Real life errors are generally larger than this. There are many reasons. For a start, regardless of who we might be playing, our own performance is not consistent. But there are more serious issues. Assuming that squash ability can be measured along one axis is questionable. So is the assumption that these Squash ratings are transitive: if A is 2 "points" better than L, and L is -1 "points" better than B, is it true that A is 1 "point" better than B? Or would a comparison of A and B via M yield a different result? Perhaps A plays a faster, harder game with L than he is allowed to play with M.

Having got some of the caveats out of the way, we can proceed. Poor performance will be indicated by high predictive errors. Individual anomalies should correct themselves after a few new results. At least the process and its effectiveness is explicit. Many other comparisons of ability have very little objectivity, no clear methodology and no appeal.

The Algorithm

Given any set of results we could, by some means or other, estimate a set of ratings and then assess their quality by performing the calculation described above. We would have to repeat the procedure until we could be reasonably sure that no one — particularly an interested party — could surprise us with a set of ratings yielding a smaller overall error. However this would be a tedious and unsatisfactory exercise.

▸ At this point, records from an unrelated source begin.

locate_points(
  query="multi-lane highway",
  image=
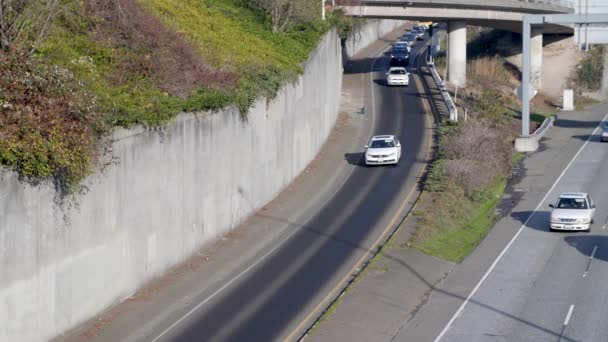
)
(278, 293)
(547, 286)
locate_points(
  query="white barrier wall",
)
(171, 191)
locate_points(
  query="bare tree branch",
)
(24, 23)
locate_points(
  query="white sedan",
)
(397, 76)
(382, 150)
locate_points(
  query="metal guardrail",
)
(544, 127)
(562, 3)
(442, 88)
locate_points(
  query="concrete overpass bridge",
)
(502, 14)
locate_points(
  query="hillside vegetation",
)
(85, 66)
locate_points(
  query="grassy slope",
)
(83, 66)
(459, 230)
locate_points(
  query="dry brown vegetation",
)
(155, 51)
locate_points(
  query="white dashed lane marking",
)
(569, 315)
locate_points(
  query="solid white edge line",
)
(502, 253)
(593, 253)
(263, 257)
(569, 315)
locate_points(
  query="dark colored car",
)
(419, 32)
(400, 57)
(409, 38)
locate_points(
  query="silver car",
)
(382, 150)
(572, 211)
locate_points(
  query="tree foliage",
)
(285, 13)
(24, 23)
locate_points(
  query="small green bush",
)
(590, 69)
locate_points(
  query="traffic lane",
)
(588, 320)
(508, 301)
(578, 271)
(537, 174)
(263, 305)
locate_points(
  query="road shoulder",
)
(405, 295)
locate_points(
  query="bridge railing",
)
(440, 83)
(563, 3)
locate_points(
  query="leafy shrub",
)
(49, 122)
(590, 69)
(125, 62)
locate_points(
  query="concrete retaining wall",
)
(369, 33)
(170, 192)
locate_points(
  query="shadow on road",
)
(585, 244)
(356, 159)
(567, 123)
(538, 220)
(474, 302)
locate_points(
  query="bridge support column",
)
(457, 53)
(605, 74)
(536, 57)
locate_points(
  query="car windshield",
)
(572, 203)
(382, 143)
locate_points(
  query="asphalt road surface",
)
(547, 286)
(277, 294)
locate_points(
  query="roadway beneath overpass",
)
(506, 15)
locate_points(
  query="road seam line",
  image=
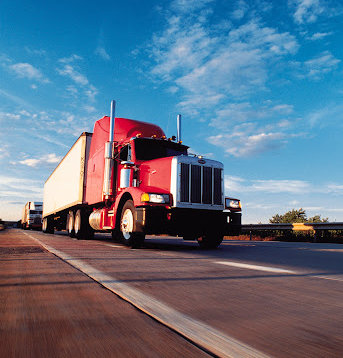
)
(199, 333)
(255, 267)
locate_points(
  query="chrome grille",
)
(200, 184)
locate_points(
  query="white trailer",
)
(65, 187)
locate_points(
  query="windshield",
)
(148, 149)
(35, 212)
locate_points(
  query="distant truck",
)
(129, 179)
(32, 215)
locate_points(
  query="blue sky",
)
(259, 85)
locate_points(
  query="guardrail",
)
(316, 228)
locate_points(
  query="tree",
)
(296, 216)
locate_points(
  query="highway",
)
(65, 297)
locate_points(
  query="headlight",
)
(232, 204)
(155, 198)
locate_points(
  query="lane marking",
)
(255, 267)
(197, 332)
(116, 246)
(333, 278)
(277, 270)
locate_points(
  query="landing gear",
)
(47, 226)
(82, 229)
(128, 226)
(70, 224)
(210, 241)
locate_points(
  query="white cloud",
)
(70, 59)
(240, 11)
(35, 52)
(26, 70)
(214, 67)
(100, 51)
(4, 152)
(5, 116)
(241, 145)
(241, 185)
(71, 72)
(320, 65)
(45, 159)
(307, 11)
(187, 6)
(319, 35)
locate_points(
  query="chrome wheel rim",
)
(126, 225)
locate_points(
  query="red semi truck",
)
(129, 179)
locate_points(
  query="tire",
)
(210, 241)
(127, 226)
(70, 224)
(82, 229)
(47, 226)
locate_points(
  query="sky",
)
(258, 83)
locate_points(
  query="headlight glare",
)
(232, 204)
(155, 198)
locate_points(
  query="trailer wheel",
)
(47, 226)
(210, 241)
(82, 228)
(70, 224)
(128, 226)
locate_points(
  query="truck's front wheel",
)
(128, 226)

Clearly such a scheme is only going to be practical if some method of calculation can be found which can be guaranteed to find the best set of ratings.

Fortunately mathematical algorithms do exist that will yield a set of ratings which cannot be improved. This does not mean that no other set of ratings will be as good — in general this cannot be guaranteed — but it does mean that no other set of ratings can be found with a lower total error. We can guarantee a best set, not the best set, of ratings

The example supposed an ideal environment, a competition among five players, in which all possible matches are played. The proposed algorithm is not as restrictive however — no special match organisation is required at all — the method only uses the evidence of the matches that were actually played. Irregular players may be retained or dropped as the club wishes — they are no longer a serious problem. An injured player may retire for a few months for example — and still retain his rating. Alternatively, since it is no longer crucial that all matches be played, the leagues could be increased in size and less enthusiastic members tolerated.

The Mathematics

The obvious approach is to use the games that were played to estimate the ratings by minimizing the total discrepancy between the results as played and the results as predicted.

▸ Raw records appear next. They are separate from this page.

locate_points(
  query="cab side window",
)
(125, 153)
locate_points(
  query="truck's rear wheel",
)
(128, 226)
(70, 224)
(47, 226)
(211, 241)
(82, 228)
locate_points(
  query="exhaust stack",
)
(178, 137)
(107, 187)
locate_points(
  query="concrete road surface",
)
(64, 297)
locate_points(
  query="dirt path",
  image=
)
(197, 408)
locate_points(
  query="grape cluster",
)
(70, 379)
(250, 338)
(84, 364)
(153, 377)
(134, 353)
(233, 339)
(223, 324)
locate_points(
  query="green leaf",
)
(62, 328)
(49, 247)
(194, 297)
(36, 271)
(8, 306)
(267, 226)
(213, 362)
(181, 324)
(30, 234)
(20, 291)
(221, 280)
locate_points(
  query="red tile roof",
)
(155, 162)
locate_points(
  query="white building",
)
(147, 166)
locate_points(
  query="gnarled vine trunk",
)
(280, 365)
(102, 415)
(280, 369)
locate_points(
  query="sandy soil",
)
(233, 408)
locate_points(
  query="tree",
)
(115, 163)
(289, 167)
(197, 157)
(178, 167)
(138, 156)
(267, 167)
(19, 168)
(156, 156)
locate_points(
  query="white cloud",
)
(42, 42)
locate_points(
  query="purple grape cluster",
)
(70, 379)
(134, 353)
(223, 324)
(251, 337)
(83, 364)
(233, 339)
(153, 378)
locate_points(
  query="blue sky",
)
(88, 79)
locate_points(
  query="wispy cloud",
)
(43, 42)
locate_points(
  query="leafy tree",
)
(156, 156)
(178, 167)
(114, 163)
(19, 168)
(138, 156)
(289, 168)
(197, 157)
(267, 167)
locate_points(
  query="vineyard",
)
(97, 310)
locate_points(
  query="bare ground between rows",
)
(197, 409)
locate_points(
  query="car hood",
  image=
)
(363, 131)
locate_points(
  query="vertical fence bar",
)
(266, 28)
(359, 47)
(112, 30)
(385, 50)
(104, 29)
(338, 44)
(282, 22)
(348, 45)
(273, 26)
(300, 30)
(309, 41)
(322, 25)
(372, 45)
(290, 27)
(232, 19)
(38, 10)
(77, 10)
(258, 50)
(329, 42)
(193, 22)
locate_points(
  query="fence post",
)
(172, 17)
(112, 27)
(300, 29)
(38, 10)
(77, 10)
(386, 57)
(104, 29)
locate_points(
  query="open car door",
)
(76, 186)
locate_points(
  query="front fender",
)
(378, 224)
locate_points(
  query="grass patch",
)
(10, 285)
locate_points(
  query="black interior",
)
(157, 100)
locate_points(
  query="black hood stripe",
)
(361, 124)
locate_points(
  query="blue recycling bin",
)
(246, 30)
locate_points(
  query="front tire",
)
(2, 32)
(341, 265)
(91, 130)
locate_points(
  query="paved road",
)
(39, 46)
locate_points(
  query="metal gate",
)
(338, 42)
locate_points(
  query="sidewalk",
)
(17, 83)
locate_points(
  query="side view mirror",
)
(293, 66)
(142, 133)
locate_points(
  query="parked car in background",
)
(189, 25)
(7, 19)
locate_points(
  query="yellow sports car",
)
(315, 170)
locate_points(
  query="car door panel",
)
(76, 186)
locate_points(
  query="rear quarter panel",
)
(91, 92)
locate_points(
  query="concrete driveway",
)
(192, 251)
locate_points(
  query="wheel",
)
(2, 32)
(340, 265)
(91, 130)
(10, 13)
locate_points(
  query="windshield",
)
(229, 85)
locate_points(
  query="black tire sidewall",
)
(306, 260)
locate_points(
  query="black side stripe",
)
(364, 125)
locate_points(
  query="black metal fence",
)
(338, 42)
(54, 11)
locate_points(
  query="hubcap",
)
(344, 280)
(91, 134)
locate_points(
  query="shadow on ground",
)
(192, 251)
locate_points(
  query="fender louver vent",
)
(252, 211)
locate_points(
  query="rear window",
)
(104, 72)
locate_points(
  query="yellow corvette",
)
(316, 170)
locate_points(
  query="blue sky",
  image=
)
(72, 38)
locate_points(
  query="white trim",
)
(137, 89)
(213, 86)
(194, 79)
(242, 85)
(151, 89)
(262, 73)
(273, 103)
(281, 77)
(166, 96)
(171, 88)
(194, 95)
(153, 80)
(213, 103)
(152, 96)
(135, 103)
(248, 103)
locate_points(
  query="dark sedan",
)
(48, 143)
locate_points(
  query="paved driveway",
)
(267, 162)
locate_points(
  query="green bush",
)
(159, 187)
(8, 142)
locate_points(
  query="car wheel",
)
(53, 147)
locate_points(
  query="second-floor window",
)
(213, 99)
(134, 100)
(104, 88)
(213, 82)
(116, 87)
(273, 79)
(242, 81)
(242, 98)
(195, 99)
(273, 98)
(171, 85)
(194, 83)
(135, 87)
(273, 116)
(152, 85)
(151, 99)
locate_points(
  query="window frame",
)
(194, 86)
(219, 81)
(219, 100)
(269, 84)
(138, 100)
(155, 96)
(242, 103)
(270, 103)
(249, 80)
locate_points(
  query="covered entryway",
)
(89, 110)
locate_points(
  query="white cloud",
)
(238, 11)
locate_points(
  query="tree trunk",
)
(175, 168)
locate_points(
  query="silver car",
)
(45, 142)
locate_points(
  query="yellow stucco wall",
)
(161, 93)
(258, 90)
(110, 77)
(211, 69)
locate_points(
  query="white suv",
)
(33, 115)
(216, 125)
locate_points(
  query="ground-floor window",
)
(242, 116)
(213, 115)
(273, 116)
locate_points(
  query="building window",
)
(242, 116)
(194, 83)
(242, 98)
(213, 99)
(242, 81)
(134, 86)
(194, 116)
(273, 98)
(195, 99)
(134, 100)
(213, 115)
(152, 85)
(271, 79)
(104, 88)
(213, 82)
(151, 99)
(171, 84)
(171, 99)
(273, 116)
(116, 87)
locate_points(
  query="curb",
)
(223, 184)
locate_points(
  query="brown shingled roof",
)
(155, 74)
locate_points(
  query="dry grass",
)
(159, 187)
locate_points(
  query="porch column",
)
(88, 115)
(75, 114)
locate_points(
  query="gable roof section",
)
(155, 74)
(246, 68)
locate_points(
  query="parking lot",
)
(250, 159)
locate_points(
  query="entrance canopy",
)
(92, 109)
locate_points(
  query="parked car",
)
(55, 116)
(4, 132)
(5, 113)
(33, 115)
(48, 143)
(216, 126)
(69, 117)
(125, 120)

Using R(i) to mean player i's rating we have:

  R(i) - R(j) + Error(i,j) = G(i,j) where: G(i,j) = Result of the game between i & j
  G(j,i) = -G(i,j)  
  for all i,j player combinations
where games were played
 

If we can calculate the R(i)'s to minimise the total of the Error(i,j)'s we should be close to our goal. We are not quite there however. The measure of error must be independent of sign; we cannot have negative errors cancelling out positive ones.

The 3:0 "whitewash" issue

We must also recognise the problem posed by "whitewashes". If A beats C by 3:0 this does not mean, even in our terms, that "A is 5 points better than C" but merely that he is at least 5 points better. If A goes on to beat B by 3:0 and B subsequently beats C by 3:0 then a rating differential of 10 is far more appropriate. If this point is neglected it is possible for the poorest club members to enhance their ratings simply by losing sufficiently frequently against the club's best players.

We can now formalise the model:

To minimise  
  S a (i,j)*EPos(i,j) + b (i,j)*ENeg(i,j)  
where:    
  b (i,j) = 0 if G(i,j) = 5 (i.e. i beat j by 3:0)
  b (i,j) = 1 otherwise
  a (i,j) = 0 if G(i,j) = -5 (i.e. j beat i by 3:0)
  a (i,j) = 1 otherwise
Subject to:  
  R(i) - R(j) + EPos(i,j) - ENeg(i,J) = G(i,j)  
  EPos(i,j) >= 0  
  ENeg(i,j) >= 0  

This defines the R(i) comparatively, but not absolutely. To eliminate the remaining degree of freedom we must add a further constraint. We could consider requiring the R(i) to have a predetermined average value of (say) 100:

  ( R(1) + R(2) + R(3) + ... + R(m) ) / m = 100  

But this might violate the convenience of working with integer R(i). In practice we can give an arbitrarily fixed value to any single R(i) and determine the remaining R(i) with respect to it. (In fact we may be required to assign more than one arbitrary value. See "Groups: disjoint competitions")

The Practical Problem

This might look daunting, but in fact we have formulated the problem as a standard Linear Programming model (an "LP" model). That means that we can use standard LP software to solve it. It may be too large for primer or tutorial level software, however. There are as many rows as there were games played and the number of columns is equal to twice the number of games played plus the number of players involved in those games.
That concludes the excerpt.